Neste contexto, o governo trabalha em algumas medidas, afirmou a ministra da Agricultura, Tereza Cristina, na segunda-feira. Entre elas, estão o financiamento de estoques de etanol e isenção de PIS/Cofins para combustível renovável, assim como um aumento do tributo Cide para a gasolina.
"Se nada for feito, podemos considerar 2020/21 como um ano-safra perdido", disse Padua, da Unica, afirmando que medidas emergenciais para ampliar a competitividade do etanol e instrumentos financeiros que facilitem o armazenamento do produto são essenciais para oferecer o mínimo de fôlego à indústria canavieira.
De acordo com a Unica, se a situação atual permanecer, empresas podem paralisar as suas atividades, impactando severamente a comunidade local, seus colaboradores, fornecedores e toda a cadeia.
INÍCIO DE SAFRA
As usinas do centro-sul do Brasil produziram 439,13 milhões de litros de etanol na segunda quinzena de março, a última da safra 2019/20, com um aumento de cerca de 15% em relação ao mesmo período da temporada passada, na medida em que a moagem de cana aumentou e o setor registrou também bom volume do biocombustíveL feito a partir de milho.
A fabricação do combustível renovável a partir do milho totalizou "surpreendentes" 115,51 milhões de litros, sendo 72% de etanol hidratado, pontuou a Unica.
A produção de açúcar ainda foi relativamente pequena na quinzena, atingindo 198 mil toneladas, mas um aumento de 42% na comparação anual.
O aumento dos volumes também mostra que o setor iniciou mais forte o processamento da safra 2020/21, que começou oficialmente em 1º de abril.
Segundo a Unica, 87 unidades estavam em operação até 31 de março, contra 80 até a mesma data de 2019. Do total em atividades, 76 moeram cana-de-açúcar e oito são flex, que podem processar milho e cana, enquanto outras três são exclusiva para o cereal.
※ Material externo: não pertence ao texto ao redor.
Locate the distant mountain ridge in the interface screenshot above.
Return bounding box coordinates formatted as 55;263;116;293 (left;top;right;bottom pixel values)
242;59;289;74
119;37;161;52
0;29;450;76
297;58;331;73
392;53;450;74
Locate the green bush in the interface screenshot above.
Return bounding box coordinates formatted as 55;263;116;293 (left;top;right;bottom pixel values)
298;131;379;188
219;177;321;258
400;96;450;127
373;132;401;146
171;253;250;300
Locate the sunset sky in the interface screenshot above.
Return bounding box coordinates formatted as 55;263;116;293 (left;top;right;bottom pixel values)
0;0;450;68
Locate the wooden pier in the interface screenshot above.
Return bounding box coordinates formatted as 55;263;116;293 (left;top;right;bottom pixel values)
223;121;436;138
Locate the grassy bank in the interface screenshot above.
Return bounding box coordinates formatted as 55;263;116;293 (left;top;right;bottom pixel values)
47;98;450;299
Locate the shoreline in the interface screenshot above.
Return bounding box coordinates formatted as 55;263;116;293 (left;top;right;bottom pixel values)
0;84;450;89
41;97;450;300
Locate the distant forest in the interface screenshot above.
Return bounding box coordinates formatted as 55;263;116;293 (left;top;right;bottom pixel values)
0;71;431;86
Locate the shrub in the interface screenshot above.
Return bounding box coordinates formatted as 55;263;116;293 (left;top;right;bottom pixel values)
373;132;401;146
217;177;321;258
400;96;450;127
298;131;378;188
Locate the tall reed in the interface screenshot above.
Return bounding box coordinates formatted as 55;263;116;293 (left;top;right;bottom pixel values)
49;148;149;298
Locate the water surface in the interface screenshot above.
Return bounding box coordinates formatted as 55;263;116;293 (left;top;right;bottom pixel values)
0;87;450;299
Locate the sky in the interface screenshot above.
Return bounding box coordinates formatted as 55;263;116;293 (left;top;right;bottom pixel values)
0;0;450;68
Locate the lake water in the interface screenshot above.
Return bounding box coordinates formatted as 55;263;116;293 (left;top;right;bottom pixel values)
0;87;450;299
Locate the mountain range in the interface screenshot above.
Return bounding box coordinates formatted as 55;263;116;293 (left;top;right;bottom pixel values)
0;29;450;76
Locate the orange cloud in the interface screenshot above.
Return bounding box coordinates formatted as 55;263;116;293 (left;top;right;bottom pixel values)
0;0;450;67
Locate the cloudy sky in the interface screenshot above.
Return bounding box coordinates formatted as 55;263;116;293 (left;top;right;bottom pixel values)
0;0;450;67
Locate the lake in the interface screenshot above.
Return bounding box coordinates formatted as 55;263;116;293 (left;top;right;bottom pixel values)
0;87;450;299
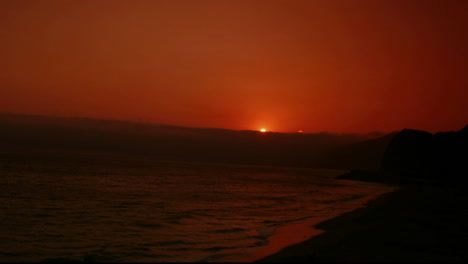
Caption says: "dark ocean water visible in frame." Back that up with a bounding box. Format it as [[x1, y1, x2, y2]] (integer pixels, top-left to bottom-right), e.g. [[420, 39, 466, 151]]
[[0, 153, 392, 262]]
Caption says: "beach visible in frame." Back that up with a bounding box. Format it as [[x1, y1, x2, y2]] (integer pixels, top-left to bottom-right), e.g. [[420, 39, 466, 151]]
[[258, 184, 468, 262]]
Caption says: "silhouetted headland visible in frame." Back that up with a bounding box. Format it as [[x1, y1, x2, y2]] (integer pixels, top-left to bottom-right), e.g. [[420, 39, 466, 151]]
[[259, 126, 468, 263]]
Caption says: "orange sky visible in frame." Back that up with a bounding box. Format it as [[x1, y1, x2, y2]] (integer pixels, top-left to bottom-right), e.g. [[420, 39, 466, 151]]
[[0, 0, 468, 132]]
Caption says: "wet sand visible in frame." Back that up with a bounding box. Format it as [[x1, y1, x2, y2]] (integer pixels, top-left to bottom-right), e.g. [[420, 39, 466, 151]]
[[258, 184, 468, 262]]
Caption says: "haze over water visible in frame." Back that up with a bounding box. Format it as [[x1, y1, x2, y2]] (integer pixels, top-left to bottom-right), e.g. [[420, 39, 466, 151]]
[[0, 155, 392, 262]]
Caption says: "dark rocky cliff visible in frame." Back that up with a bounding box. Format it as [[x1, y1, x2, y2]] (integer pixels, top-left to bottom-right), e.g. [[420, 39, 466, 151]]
[[380, 126, 468, 186]]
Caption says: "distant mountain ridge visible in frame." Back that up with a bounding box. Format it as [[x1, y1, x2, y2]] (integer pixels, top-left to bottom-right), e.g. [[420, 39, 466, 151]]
[[0, 114, 394, 169]]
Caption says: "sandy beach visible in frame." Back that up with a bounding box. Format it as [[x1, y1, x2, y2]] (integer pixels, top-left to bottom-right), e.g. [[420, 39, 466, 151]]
[[259, 184, 468, 262]]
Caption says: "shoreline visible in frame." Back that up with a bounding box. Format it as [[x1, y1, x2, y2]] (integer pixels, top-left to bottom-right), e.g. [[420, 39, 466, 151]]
[[255, 184, 468, 262], [221, 183, 400, 263]]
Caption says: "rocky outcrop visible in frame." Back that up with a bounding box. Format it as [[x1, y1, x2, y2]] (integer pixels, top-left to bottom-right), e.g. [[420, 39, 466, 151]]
[[380, 126, 468, 185]]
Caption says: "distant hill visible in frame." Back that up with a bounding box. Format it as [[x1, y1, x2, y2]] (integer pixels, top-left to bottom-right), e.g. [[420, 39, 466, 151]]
[[0, 114, 389, 169]]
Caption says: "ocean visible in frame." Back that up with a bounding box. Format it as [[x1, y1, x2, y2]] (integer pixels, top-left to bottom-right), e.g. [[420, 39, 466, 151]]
[[0, 152, 394, 262]]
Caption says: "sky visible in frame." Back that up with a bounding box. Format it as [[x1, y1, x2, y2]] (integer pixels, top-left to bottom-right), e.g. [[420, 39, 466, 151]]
[[0, 0, 468, 133]]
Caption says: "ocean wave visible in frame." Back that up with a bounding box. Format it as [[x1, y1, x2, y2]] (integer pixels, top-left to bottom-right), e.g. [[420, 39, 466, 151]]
[[140, 240, 197, 247], [207, 227, 248, 234]]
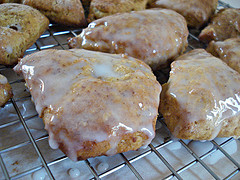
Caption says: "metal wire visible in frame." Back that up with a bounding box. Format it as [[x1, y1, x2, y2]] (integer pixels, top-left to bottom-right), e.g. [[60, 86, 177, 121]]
[[0, 2, 240, 179], [11, 98, 55, 180]]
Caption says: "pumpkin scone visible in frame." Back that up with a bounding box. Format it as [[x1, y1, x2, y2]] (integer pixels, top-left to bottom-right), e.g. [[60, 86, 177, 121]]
[[199, 8, 240, 43], [150, 0, 218, 29], [23, 0, 87, 27], [159, 49, 240, 140], [206, 38, 240, 73], [0, 3, 49, 65], [14, 49, 161, 161], [88, 0, 148, 22]]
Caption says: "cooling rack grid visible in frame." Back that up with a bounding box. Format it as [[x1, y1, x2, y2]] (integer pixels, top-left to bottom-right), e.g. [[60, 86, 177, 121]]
[[0, 1, 240, 180]]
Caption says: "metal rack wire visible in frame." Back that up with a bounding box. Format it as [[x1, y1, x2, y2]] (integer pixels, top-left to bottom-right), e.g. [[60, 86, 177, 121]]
[[0, 1, 240, 179]]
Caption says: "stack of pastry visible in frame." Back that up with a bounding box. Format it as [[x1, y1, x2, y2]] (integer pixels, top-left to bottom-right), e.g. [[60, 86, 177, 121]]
[[0, 3, 49, 65]]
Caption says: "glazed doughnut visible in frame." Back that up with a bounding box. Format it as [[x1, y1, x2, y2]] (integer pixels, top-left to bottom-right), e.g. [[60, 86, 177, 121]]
[[23, 0, 87, 27], [0, 74, 13, 106], [159, 49, 240, 140]]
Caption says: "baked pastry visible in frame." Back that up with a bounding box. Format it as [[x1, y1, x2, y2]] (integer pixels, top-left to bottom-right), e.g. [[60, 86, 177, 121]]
[[159, 49, 240, 140], [150, 0, 218, 29], [23, 0, 87, 27], [88, 0, 148, 22], [0, 74, 13, 106], [206, 38, 240, 73], [0, 3, 49, 65], [199, 8, 240, 43], [14, 49, 161, 161], [68, 9, 188, 70], [0, 0, 22, 4]]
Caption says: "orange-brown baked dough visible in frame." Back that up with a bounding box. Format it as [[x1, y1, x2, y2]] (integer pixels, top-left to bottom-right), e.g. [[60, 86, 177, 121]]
[[15, 49, 161, 161], [206, 38, 240, 73], [159, 49, 240, 140]]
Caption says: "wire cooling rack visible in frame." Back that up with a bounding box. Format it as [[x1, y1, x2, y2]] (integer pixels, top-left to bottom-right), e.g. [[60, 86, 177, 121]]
[[0, 2, 240, 180]]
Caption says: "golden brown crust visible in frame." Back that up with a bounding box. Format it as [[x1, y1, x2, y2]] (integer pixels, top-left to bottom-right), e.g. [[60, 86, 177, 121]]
[[0, 75, 13, 106], [0, 3, 49, 65], [23, 0, 86, 27], [159, 49, 240, 140], [199, 8, 240, 43], [150, 0, 218, 28], [88, 0, 147, 22], [59, 132, 148, 160]]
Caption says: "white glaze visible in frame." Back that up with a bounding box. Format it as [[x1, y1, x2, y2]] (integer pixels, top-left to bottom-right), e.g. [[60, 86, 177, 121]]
[[14, 49, 161, 161], [70, 9, 188, 69], [169, 51, 240, 139], [32, 169, 47, 180], [97, 162, 109, 172]]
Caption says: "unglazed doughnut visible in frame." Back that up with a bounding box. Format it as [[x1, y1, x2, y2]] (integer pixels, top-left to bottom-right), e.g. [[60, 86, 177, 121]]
[[88, 0, 147, 22], [150, 0, 218, 29], [159, 49, 240, 140], [206, 37, 240, 73], [14, 49, 161, 161], [0, 3, 49, 65], [69, 9, 188, 70]]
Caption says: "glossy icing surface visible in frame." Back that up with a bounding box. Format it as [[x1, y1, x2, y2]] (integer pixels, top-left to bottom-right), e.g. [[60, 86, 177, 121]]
[[15, 49, 161, 160], [207, 38, 240, 73], [0, 74, 8, 84], [69, 9, 188, 70], [159, 50, 240, 140]]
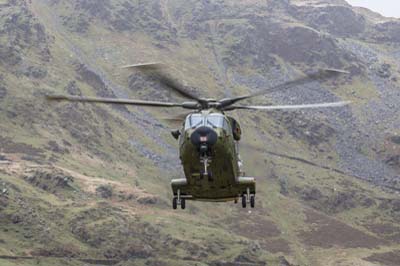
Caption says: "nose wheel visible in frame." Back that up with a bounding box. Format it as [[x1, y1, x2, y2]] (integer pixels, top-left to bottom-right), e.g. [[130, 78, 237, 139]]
[[172, 189, 186, 210], [242, 188, 256, 208]]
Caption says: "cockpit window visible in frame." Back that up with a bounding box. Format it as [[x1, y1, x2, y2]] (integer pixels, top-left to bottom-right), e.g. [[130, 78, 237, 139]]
[[185, 114, 204, 130], [206, 114, 224, 128]]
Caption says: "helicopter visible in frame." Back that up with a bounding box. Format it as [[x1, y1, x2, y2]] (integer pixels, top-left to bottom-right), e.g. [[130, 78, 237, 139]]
[[46, 63, 350, 209]]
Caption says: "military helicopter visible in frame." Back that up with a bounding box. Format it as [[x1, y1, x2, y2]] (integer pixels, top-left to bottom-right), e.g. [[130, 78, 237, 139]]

Apesar das preocupações com a demanda em tempos de coronavírus, a Unica prevê que ao final da primeira quinzena de abril 198 usinas estejam em atividade, frente a 157 apuradas em igual período de 2019.
Na safra passada, a Unica contabilizou 267 unidades em operação no centro-sul.
SAFRA PASSADA
A produção total de etanol do centro-sul do Brasil somou recorde histórico de 33,24 bilhões de litros em 2019/20, alta de 7,39% ante a temporada anterior, disse a União da Indústria de Cana-de-açúcar (Unica) nesta terça-feira, com usinas direcionando o menor volume de cana em 22 anos à produção de açúcar.
A safra de cana na principal região produtora foi concluída com o processamento de 589,90 milhões de toneladas da commodity, crescimento de quase 3% sobre a temporada anterior.
A fabricação de açúcar, por outro lado, alcançou 26,73 milhões de toneladas, com leve avanço de 0,8% frente às 26,51 milhões de toneladas na safra 2018/2019.
As usinas do centro-Sul direcionaram 65,68% da cana para a produção de etanol na safra recém-concluída, contra 64,79% na temporada anterior, apontou a Unica.
"Somente 34,32%... destinou-se à produção de açúcar, o menor percentual dos últimos 22 anos", disse a Unica.